Infinifty's answer was to lock transaction and immutable asset transfer into a single trustless package, so the creator always gets paid and the buyer always retains access to what they've bought. We took the core benefits of on-chain collectibles: proven authenticity, ownership, instant transfer, creator royalties - and paired them with limitless lifetime storage - so a seller could bundle source files, high-res assets, authenticity documents and unlockable extras into one capsule attached to a single tokenised item.
As Co-Founder and CEO I covered the full operating surface of the company: product strategy, design system and UI/UX, roadmap and GTM, brand identity and campaigns, board and advisor relations, GDPR and InfoSec policy, financial forecasting, team management, and HMRC R&D Tax Credit recovery - through which I returned 33% of all product development costs to the business as a qualifying technological advancement.
Infinifty went into closed beta in 2023 behind a waitlist designed to mint the first 1,000 NFTs free for established creators and brands, and was built from day one for large-scale adoption rather than around a novel chain.

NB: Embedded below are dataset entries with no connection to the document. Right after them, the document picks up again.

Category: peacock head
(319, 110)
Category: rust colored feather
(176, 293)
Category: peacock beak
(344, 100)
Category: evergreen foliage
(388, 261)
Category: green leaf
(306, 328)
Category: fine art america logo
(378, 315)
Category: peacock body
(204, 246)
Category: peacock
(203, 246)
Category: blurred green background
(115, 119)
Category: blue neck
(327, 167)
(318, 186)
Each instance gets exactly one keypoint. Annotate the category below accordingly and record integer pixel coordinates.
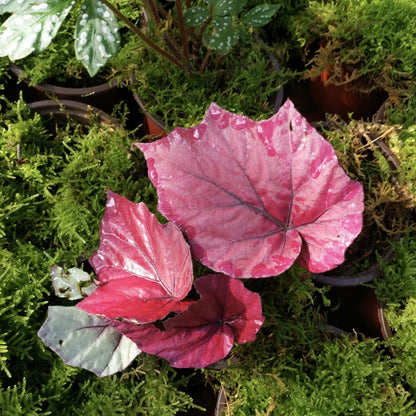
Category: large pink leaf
(226, 313)
(253, 197)
(144, 267)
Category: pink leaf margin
(144, 267)
(254, 197)
(227, 312)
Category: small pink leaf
(144, 267)
(226, 313)
(254, 197)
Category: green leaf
(223, 40)
(86, 341)
(72, 285)
(195, 16)
(32, 28)
(238, 6)
(222, 22)
(11, 6)
(260, 15)
(96, 36)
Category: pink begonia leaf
(144, 267)
(226, 313)
(254, 197)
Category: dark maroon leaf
(144, 267)
(226, 313)
(254, 197)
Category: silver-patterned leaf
(32, 28)
(87, 341)
(96, 35)
(71, 284)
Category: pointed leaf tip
(254, 197)
(144, 267)
(226, 313)
(86, 341)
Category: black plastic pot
(154, 126)
(68, 108)
(373, 271)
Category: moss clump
(53, 178)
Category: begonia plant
(218, 26)
(251, 198)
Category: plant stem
(142, 36)
(182, 30)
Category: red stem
(142, 36)
(182, 30)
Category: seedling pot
(103, 96)
(68, 108)
(153, 126)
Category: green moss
(53, 197)
(246, 83)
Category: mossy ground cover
(53, 179)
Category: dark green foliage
(53, 178)
(247, 70)
(397, 289)
(295, 367)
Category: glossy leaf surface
(86, 341)
(74, 284)
(32, 27)
(254, 197)
(96, 35)
(226, 313)
(144, 267)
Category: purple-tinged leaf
(254, 197)
(70, 284)
(226, 313)
(144, 267)
(86, 341)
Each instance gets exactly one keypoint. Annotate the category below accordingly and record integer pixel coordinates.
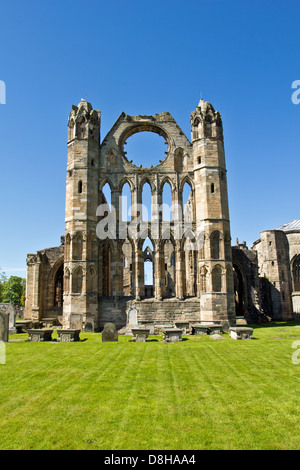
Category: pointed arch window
(77, 281)
(215, 245)
(167, 210)
(216, 277)
(146, 202)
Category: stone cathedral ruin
(97, 273)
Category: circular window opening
(146, 148)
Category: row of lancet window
(215, 243)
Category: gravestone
(89, 323)
(4, 326)
(109, 333)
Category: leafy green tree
(12, 290)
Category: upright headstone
(11, 310)
(89, 323)
(109, 332)
(4, 326)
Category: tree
(12, 290)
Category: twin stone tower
(103, 257)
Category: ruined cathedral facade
(97, 273)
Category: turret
(212, 215)
(81, 257)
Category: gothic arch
(55, 284)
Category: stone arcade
(91, 279)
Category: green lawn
(200, 393)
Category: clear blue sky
(145, 57)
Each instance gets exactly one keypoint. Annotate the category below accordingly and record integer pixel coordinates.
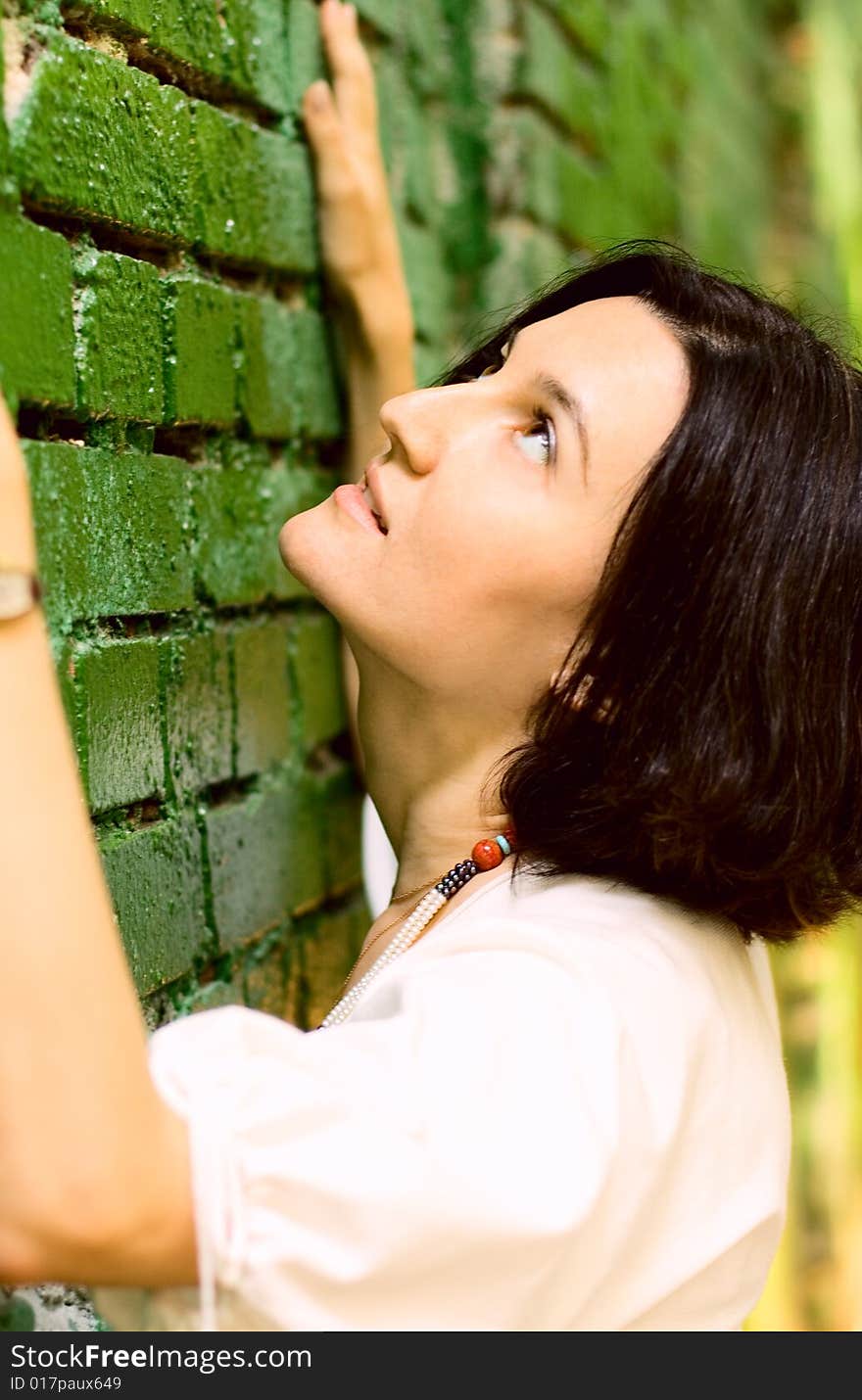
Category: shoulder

The beta supported Ethereum, Polygon and Binance Smart Chain with frictionless onboarding through Metamask, Binance and WalletConnect. I embarked on discovery partnerships with web3 artist programmes on Joyn, Hug and through open compatibility with OpenSea to reach audiences already fluent in minting.
Through 2023 and into 2024 a series of negative shock events directly impacted the web3 ecosystem and how it was perceived by traditional creative industries. Adoption appetite across the whole space crumbled with the large majority of NFT-centric art platforms and marketplaces shuttering through this period. As such, in 2024 I made the decision to sunset the closed beta application process and leave the beta properties in place - but suspended compute and storage costs to drive infinifty's overheads down to zero.